The executive order signed by President Barack Obama and known as DACA (Deferred Action for Childhood Arrivals) provided protection from deportation to undocumented minors under the age of 16 if they applied for two-year work permits. DACA does not provide a path to U.S. citizenship, but work permits could be renewed indefinitely if permit holders continued to meet criterion which includes:
· Not being convicted of a felony, a serious misdemeanor or three misdemeanors
· Being enrolled in high school or college, currently serving in the Armed Forces or Coast Guard or being an honorably discharged veteran of the Armed Forces or Coast Guard
· Continuous residence in the U.S. since June 15, 2012
· Physically residing in the U.S. at the time of making a request for DACA status
On September 4, Donald Trump stated he will phase out DACA unless Congress legislates the program into law. As of the announcement, no new applications will be accepted, and those currently holding DACA permits that will expire between September 5 and March 5, 2018 must apply for renewal by October 5, 2017. According to the White House, DACA participants will be considered low priority for deportation; however, the Trump administration has already expanded enforcement of immigrations laws. All undocumented people, whether former DACA holders or not, may face deportation.
DACA in California
About 800,000 young people currently have DACA status, nationwide. California is home to some 242,339 permit holders. It’s estimated that around half the undocumented students enrolled in California schools are protected by DACA. By state law, students do not need citizenship status to attend California’s public schools or colleges, even without DACA.

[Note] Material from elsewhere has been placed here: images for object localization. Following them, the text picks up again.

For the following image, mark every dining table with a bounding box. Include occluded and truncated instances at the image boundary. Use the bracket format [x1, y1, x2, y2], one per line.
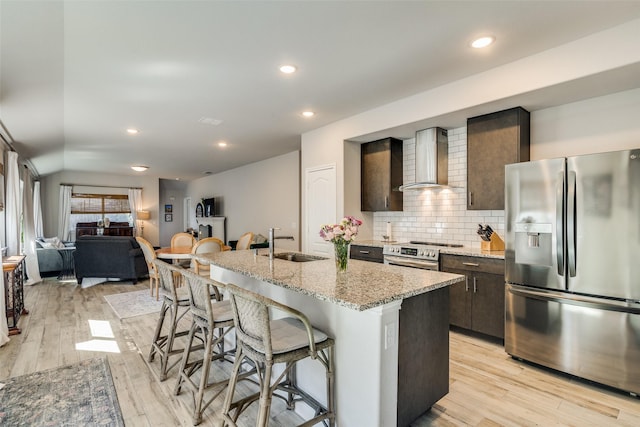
[155, 246, 193, 262]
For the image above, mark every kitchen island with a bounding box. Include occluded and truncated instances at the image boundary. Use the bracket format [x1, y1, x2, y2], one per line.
[194, 249, 464, 427]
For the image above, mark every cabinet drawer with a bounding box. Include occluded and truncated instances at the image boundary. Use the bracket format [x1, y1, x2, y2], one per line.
[440, 254, 504, 275]
[350, 245, 383, 263]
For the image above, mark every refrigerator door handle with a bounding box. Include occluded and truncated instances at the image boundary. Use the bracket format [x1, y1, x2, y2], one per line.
[567, 171, 577, 277]
[556, 171, 565, 275]
[507, 284, 640, 314]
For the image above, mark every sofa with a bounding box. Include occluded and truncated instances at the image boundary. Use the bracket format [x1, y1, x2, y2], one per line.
[73, 235, 148, 284]
[36, 237, 74, 275]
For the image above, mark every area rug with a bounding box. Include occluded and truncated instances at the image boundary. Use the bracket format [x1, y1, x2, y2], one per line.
[0, 357, 124, 426]
[104, 289, 163, 319]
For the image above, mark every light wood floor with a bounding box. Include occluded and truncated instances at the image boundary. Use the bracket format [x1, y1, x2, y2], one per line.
[1, 278, 639, 426]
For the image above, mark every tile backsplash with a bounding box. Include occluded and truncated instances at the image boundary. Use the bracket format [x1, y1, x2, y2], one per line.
[373, 126, 505, 249]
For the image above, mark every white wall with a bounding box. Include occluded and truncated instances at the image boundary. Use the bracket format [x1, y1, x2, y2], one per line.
[531, 88, 640, 160]
[158, 178, 187, 247]
[185, 151, 300, 251]
[39, 170, 160, 245]
[302, 20, 640, 248]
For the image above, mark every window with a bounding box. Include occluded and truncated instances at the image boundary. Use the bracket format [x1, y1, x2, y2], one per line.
[70, 193, 132, 231]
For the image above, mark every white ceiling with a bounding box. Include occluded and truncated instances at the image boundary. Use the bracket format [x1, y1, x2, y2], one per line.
[1, 1, 640, 179]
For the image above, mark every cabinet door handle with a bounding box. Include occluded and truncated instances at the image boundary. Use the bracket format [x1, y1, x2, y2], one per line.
[473, 277, 477, 293]
[462, 262, 479, 267]
[384, 196, 389, 208]
[465, 276, 469, 292]
[359, 250, 370, 254]
[468, 191, 473, 206]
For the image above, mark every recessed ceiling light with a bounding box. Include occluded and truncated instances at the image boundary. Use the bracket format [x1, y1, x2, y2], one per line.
[279, 65, 297, 74]
[126, 128, 139, 134]
[302, 111, 315, 118]
[218, 141, 227, 148]
[471, 36, 495, 49]
[131, 165, 148, 172]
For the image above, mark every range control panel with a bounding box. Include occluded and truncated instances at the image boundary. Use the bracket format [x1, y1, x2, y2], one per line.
[383, 244, 439, 261]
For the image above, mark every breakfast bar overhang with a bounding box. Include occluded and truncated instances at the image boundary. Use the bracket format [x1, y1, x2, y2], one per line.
[195, 250, 464, 427]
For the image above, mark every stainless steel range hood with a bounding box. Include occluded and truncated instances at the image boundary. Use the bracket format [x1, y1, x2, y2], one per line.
[399, 127, 448, 191]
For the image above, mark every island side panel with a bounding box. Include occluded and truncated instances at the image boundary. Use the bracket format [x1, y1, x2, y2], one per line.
[397, 286, 450, 427]
[211, 266, 401, 427]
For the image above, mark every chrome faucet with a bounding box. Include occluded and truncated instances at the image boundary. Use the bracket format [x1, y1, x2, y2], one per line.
[268, 227, 281, 260]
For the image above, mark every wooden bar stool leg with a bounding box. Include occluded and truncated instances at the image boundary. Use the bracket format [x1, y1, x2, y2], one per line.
[285, 361, 296, 410]
[326, 346, 336, 427]
[222, 347, 246, 426]
[158, 303, 179, 381]
[257, 362, 274, 427]
[192, 327, 215, 425]
[174, 321, 198, 396]
[148, 300, 169, 362]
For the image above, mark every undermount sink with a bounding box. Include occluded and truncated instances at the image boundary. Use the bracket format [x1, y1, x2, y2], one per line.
[264, 252, 328, 262]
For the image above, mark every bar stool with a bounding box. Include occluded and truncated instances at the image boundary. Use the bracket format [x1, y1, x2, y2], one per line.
[148, 260, 191, 381]
[221, 283, 336, 427]
[174, 268, 238, 425]
[136, 236, 160, 300]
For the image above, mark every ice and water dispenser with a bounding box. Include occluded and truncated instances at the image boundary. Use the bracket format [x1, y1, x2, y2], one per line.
[514, 222, 553, 266]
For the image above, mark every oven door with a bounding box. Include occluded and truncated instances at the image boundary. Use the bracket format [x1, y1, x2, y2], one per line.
[383, 255, 439, 271]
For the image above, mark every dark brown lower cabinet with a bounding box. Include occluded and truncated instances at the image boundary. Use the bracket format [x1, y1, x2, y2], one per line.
[441, 254, 505, 339]
[349, 244, 383, 263]
[397, 286, 449, 427]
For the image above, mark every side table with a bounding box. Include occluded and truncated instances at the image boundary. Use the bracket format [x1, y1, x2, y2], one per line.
[57, 247, 76, 280]
[3, 255, 27, 335]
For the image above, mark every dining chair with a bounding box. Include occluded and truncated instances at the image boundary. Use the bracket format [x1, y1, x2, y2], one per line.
[221, 282, 336, 427]
[148, 260, 191, 381]
[171, 232, 196, 267]
[173, 268, 241, 425]
[234, 232, 254, 250]
[190, 237, 225, 275]
[136, 236, 160, 300]
[171, 232, 196, 249]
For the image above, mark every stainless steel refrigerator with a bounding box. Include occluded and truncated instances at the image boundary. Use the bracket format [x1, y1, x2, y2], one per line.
[505, 148, 640, 395]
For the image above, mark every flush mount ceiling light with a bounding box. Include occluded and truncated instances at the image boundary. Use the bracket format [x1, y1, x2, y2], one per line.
[279, 64, 297, 74]
[131, 165, 149, 172]
[198, 117, 223, 126]
[302, 111, 315, 118]
[471, 36, 495, 49]
[218, 141, 228, 148]
[126, 128, 139, 134]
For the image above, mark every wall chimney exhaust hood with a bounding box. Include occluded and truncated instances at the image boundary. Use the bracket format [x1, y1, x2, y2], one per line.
[399, 127, 448, 191]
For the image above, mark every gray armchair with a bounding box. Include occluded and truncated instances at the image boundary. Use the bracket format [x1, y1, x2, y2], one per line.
[35, 238, 74, 275]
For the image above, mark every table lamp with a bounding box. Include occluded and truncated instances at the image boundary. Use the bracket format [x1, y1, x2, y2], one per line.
[137, 210, 151, 236]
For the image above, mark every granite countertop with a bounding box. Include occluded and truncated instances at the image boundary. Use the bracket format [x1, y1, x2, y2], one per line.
[439, 247, 505, 260]
[195, 250, 464, 311]
[352, 240, 396, 247]
[350, 240, 505, 260]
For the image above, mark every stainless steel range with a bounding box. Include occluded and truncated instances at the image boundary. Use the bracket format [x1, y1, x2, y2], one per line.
[382, 241, 463, 271]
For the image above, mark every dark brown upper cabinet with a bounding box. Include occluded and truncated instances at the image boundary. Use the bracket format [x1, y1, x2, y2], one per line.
[467, 107, 530, 210]
[361, 137, 403, 211]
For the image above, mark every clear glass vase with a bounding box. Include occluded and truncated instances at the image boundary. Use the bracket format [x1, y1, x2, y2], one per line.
[334, 241, 350, 272]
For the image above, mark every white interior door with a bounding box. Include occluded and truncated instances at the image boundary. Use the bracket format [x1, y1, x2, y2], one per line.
[305, 164, 336, 256]
[183, 197, 191, 231]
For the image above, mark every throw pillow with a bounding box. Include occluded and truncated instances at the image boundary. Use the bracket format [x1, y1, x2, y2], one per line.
[43, 237, 65, 249]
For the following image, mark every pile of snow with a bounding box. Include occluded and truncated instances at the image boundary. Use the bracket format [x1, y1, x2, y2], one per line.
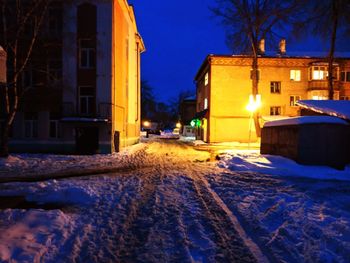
[0, 143, 148, 179]
[219, 150, 350, 181]
[0, 209, 73, 262]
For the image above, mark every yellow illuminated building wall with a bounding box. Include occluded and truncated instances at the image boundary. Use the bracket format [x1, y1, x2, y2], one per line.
[195, 55, 350, 143]
[112, 0, 145, 149]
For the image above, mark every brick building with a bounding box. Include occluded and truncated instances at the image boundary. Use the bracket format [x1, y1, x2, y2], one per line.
[195, 53, 350, 143]
[1, 0, 144, 154]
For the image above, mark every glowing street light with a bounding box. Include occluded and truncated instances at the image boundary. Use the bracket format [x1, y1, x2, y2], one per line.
[176, 122, 182, 128]
[143, 120, 150, 128]
[246, 94, 261, 149]
[246, 94, 261, 112]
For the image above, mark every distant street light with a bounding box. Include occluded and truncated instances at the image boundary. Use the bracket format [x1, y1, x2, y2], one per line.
[176, 122, 181, 128]
[143, 121, 150, 128]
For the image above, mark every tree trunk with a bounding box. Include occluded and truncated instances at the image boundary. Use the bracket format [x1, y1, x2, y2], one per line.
[251, 54, 261, 137]
[0, 120, 10, 157]
[328, 0, 338, 100]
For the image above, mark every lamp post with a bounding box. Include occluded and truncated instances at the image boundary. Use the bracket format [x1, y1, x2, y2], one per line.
[246, 94, 261, 149]
[143, 121, 151, 138]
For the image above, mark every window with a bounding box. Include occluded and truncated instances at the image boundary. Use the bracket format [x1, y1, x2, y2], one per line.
[204, 72, 209, 86]
[270, 82, 281, 93]
[311, 66, 328, 80]
[340, 71, 350, 82]
[340, 96, 349, 100]
[49, 120, 59, 138]
[24, 113, 38, 138]
[290, 70, 301, 81]
[49, 113, 59, 138]
[79, 39, 96, 69]
[47, 60, 62, 84]
[79, 86, 95, 115]
[270, 106, 281, 116]
[310, 65, 339, 80]
[290, 95, 301, 106]
[21, 69, 32, 88]
[47, 7, 62, 37]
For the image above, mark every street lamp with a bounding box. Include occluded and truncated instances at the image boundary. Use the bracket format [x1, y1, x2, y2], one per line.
[246, 94, 261, 148]
[143, 120, 150, 128]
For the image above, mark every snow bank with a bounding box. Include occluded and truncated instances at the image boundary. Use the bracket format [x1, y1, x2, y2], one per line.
[26, 184, 95, 205]
[0, 209, 72, 262]
[0, 143, 148, 179]
[219, 150, 350, 181]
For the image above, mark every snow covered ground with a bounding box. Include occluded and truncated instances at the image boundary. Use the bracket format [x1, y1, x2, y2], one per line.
[0, 138, 350, 262]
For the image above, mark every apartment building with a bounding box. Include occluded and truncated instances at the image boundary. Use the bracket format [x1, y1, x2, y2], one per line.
[195, 53, 350, 143]
[1, 0, 144, 154]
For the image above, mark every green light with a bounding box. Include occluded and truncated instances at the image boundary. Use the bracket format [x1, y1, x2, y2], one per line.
[190, 119, 201, 128]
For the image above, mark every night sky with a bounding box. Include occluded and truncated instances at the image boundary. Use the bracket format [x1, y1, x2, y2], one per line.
[129, 0, 344, 103]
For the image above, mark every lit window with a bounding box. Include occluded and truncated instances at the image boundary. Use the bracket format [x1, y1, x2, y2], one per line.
[312, 95, 327, 100]
[312, 66, 328, 80]
[204, 72, 209, 86]
[290, 95, 301, 106]
[270, 82, 281, 94]
[270, 106, 281, 116]
[204, 98, 208, 109]
[290, 70, 301, 81]
[79, 86, 95, 115]
[79, 39, 96, 69]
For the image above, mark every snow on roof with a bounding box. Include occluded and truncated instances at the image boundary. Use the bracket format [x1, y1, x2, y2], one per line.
[263, 116, 349, 127]
[297, 100, 350, 120]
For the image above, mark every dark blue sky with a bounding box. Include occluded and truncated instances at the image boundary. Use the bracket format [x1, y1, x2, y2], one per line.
[129, 0, 342, 103]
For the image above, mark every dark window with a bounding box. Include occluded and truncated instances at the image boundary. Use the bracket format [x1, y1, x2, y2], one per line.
[21, 69, 32, 88]
[270, 82, 281, 94]
[270, 106, 281, 116]
[47, 60, 62, 84]
[79, 39, 95, 68]
[341, 71, 346, 82]
[290, 95, 301, 106]
[47, 7, 62, 37]
[79, 86, 95, 115]
[24, 113, 38, 138]
[347, 72, 350, 82]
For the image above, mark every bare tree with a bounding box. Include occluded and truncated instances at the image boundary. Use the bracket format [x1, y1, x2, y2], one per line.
[293, 0, 350, 100]
[211, 0, 300, 137]
[0, 0, 50, 157]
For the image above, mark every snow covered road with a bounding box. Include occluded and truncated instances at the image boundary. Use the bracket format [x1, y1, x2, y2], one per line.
[0, 139, 350, 262]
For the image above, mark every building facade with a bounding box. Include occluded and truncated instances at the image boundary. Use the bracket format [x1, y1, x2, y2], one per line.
[1, 0, 144, 154]
[195, 55, 350, 143]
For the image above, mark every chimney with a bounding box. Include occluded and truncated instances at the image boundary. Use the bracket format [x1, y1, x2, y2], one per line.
[258, 39, 265, 55]
[279, 39, 286, 55]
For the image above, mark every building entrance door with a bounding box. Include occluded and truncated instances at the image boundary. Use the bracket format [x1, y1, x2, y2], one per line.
[75, 127, 99, 154]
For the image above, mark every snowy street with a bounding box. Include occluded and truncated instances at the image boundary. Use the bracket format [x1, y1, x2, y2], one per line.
[1, 139, 350, 262]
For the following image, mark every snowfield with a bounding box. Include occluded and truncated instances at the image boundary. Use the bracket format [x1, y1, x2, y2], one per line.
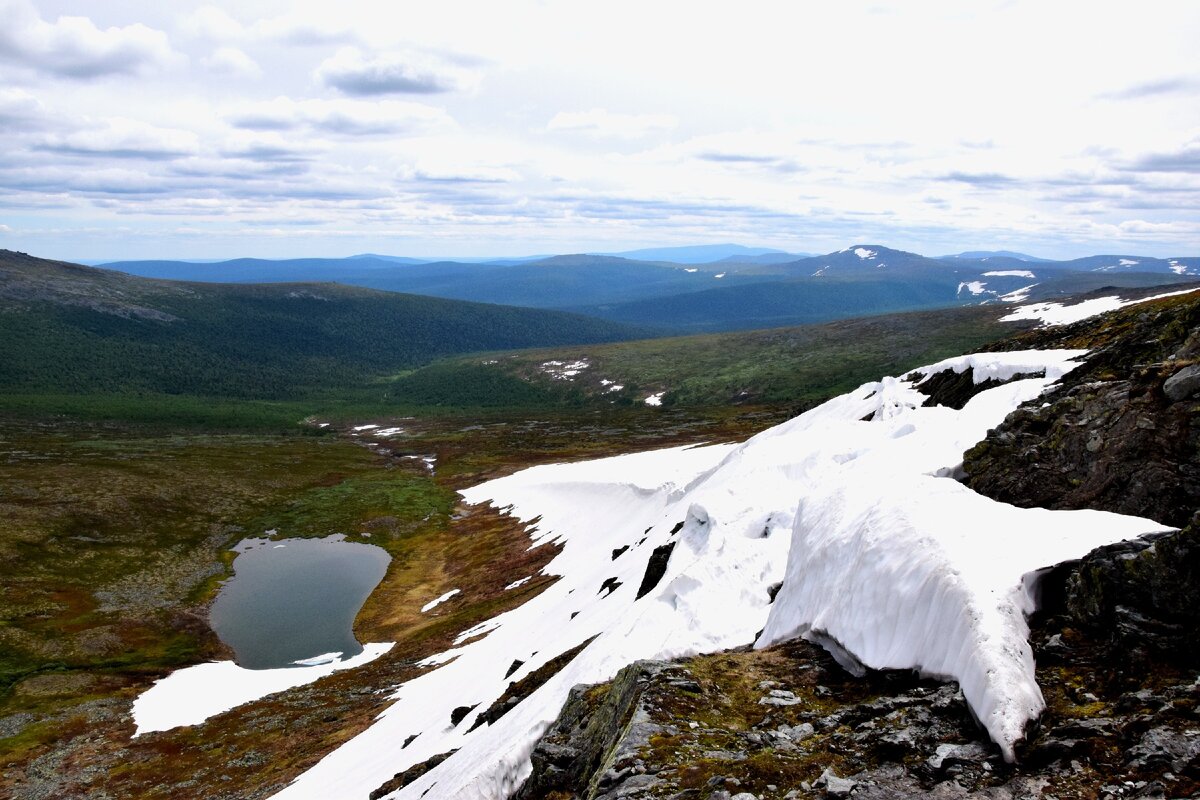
[1001, 287, 1200, 326]
[266, 349, 1171, 800]
[132, 643, 393, 735]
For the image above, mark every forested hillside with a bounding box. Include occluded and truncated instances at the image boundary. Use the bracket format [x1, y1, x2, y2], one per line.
[0, 251, 649, 400]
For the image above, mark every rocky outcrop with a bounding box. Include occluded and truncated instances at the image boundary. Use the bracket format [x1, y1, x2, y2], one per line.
[963, 361, 1200, 528]
[514, 660, 686, 800]
[516, 632, 1200, 799]
[1065, 520, 1200, 663]
[910, 366, 1044, 410]
[965, 295, 1200, 528]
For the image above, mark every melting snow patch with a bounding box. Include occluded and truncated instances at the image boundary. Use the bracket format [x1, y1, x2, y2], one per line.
[421, 589, 461, 613]
[293, 651, 342, 666]
[1001, 288, 1200, 326]
[132, 644, 392, 735]
[983, 270, 1036, 279]
[684, 268, 698, 273]
[271, 349, 1168, 800]
[504, 576, 532, 591]
[541, 359, 590, 380]
[453, 618, 503, 646]
[957, 281, 988, 296]
[375, 427, 404, 437]
[352, 424, 379, 432]
[1119, 259, 1139, 266]
[714, 272, 726, 279]
[1000, 284, 1037, 303]
[643, 392, 665, 406]
[1169, 260, 1188, 275]
[854, 247, 876, 260]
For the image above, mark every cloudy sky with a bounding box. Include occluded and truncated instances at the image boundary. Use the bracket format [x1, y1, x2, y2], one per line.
[1, 0, 1197, 261]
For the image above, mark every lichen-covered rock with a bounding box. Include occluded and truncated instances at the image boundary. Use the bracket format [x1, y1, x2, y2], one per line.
[1065, 521, 1200, 662]
[514, 660, 680, 800]
[516, 613, 1200, 799]
[965, 297, 1200, 528]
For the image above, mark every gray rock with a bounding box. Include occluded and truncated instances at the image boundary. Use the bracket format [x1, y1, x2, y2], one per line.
[775, 722, 816, 743]
[1125, 725, 1200, 773]
[927, 742, 990, 770]
[815, 768, 857, 797]
[1163, 363, 1200, 401]
[759, 689, 803, 706]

Undocumented students—regardless of their status—cannot receive federal aid for education. That includes federally subsidized loans and Pell grants and participation in work-study programs. California has implemented its own assistance programs for undocumented college students, providing grants through the Dream Act which is unrelated to the DACA program.
Changes in the DACA program will not affect the Dream Act grant program or prevent undocumented youth from attending public schools in California. But education is only part of the issue. Without DACA or a path to citizenship, these educated students have little chance of securing legitimate employment. Even if they find a way to stay in the United States, without work permits, opportunities for full economic participation will be limited.
The Promise of Privacy
Applications for DACA permits require the sharing of personal information, including the names and locations of the applicants’ parents and guardians. The original policy regarding this sensitive information guaranteed that nothing would be shared with U.S. Immigration and Customs Enforcements (ICE) for the purposes of deportation unless a national security issue or serious crime occurred. This policy is still in place. A change in the policy would require official guidance from the U.S. Citizenship and Immigration Services.
If you are or know a DACA recipient, these are uncertain times. Congress has several options regarding the status of DREAMers and the DACA program. Pending legislation includes:
· Dream Act, Sponsored by Sens. Dick Durbin (D-IL) and Lindsey Graham (R-SC). The Dream Act provides many of the same protections as DACA while also creating a path for permanent legal residence.
· Recognizing America’s Children Act, Sponsored by Rep. Carlos Curbelo (R-FL). This bill would also codify much of what’s in DACA and pave the way toward citizenship.
· The American Hope Act, Sponsored by Rep. Luis Gutierrez (D-IL). This bill would provide the easiest and fastest path to citizenship, and has already been signed by 112 congressional Democrats.
· BRIDGE Act, Sponsored by Rep. Mike Coffman (R-CO). The Bar Removal of Individuals Who Dream and Grow our Economy Act would essentially extend DACA for three years, allowing Congress time to address more comprehensive immigration reform.
You can support DACA recipients and advocate for just immigration reform by calling the offices of one or more of the above representatives and letting them know you support the legalization of the DACA program. You can also contact the representatives for your district and say you expect them to support DREAMers and work for the legalization of DACA. Lastly, you can send a letter to the White House, letting Trump know how you feel about his decision to possibly terminate the DACA program.